13. Panasonic (3.6pts) – Slipping down for failing to keep up with the movement of all the other companies. No commitment to eliminate the worst chemicals, and poor on takeback.
14. Apple (2.7pts) – Holding firmly in last place: low scores on almost all criteria and no progress.

Apple contends that it has made some important environmental decisions in the past few years. In addition to the computer take-back program started last year, Apple was one of the first companies to eliminate CRT monitors from its product lines. According to the company, using flat-panel displays eliminate more than two pounds of lead, consume up to 80 percent less energy in sleep mode and weigh half as much as their CRT counterparts.

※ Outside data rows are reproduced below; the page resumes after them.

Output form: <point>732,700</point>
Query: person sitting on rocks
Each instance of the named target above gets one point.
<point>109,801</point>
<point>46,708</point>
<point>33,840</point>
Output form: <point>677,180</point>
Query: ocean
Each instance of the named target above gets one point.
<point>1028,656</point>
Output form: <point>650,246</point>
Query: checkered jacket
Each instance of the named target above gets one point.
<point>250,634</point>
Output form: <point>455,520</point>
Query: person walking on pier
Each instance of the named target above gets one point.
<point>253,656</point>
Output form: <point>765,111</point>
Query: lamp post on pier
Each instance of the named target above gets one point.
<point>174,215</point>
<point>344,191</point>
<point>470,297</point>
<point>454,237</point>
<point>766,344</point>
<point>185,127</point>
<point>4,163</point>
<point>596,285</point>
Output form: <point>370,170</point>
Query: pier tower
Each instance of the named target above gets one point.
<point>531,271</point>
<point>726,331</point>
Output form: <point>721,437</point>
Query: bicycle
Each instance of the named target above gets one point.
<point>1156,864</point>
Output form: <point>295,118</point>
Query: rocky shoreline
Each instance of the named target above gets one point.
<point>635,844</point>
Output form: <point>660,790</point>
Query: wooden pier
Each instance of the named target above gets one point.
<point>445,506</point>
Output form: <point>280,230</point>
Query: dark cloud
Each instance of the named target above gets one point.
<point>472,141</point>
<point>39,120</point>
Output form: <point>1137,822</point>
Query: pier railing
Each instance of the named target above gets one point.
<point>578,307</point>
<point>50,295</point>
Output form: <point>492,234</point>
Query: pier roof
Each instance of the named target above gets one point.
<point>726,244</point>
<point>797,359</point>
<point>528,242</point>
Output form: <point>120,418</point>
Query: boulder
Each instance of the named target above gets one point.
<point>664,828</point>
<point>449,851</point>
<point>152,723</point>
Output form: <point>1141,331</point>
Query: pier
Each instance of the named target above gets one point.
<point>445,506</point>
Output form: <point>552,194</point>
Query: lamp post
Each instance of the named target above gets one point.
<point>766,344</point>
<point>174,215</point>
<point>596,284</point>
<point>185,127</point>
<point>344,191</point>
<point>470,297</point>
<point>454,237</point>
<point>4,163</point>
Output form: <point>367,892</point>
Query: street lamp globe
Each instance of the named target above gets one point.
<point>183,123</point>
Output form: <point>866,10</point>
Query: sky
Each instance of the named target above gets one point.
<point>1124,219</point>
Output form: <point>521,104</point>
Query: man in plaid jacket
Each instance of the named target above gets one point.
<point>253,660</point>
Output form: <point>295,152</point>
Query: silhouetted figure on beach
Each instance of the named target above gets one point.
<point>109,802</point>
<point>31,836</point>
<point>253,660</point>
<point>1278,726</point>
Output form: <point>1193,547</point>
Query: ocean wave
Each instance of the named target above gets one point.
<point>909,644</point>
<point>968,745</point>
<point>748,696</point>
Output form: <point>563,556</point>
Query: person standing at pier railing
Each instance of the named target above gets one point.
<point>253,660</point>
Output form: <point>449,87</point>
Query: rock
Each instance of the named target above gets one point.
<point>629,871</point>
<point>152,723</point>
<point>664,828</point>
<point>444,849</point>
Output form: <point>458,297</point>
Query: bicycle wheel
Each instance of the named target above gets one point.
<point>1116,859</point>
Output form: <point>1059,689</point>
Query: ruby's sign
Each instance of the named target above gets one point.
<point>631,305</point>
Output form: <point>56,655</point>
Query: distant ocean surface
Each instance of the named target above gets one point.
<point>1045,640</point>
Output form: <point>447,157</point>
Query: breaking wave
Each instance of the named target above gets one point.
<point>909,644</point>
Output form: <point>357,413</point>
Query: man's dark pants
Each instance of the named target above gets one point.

Apple is keen to point out its reservations concerning Greenpeace’s evaluation system, offering in a statement that: “We disagree with Greenpeace’s rating and the criteria,” surrounding the chart run down, while it also claimed that, “Apple has a strong environmental track record and has led the industry in restricting and banning toxic substances such as mercury, cadmium and hexavalent chromium, as well as many brominated flame retardants.”

The guide does not rank companies on labour standards, energy use or any other issues, but recognises that these are important in the production and use of electronics products.

Greenpeace is a global campaigning organization that acts to change attitudes and behaviour, to protect and conserve the environment and to promote peace. Greenpeace is present in 40 countries across Europe, the Americas, Asia and the Pacific. To maintain its independence, Greenpeace does not accept donations from governments or corporations but relies on contributions from individual supporters and foundation grants. Greenpeace has been campaigning against environmental degradation since 1971.

Of course, the result has nothing to do with the quality of product being produced, but I must say that for a company to consider its environmental responsibilities do add to it’s corporate credibility, reputation and commitment to environmental safety and product excellence.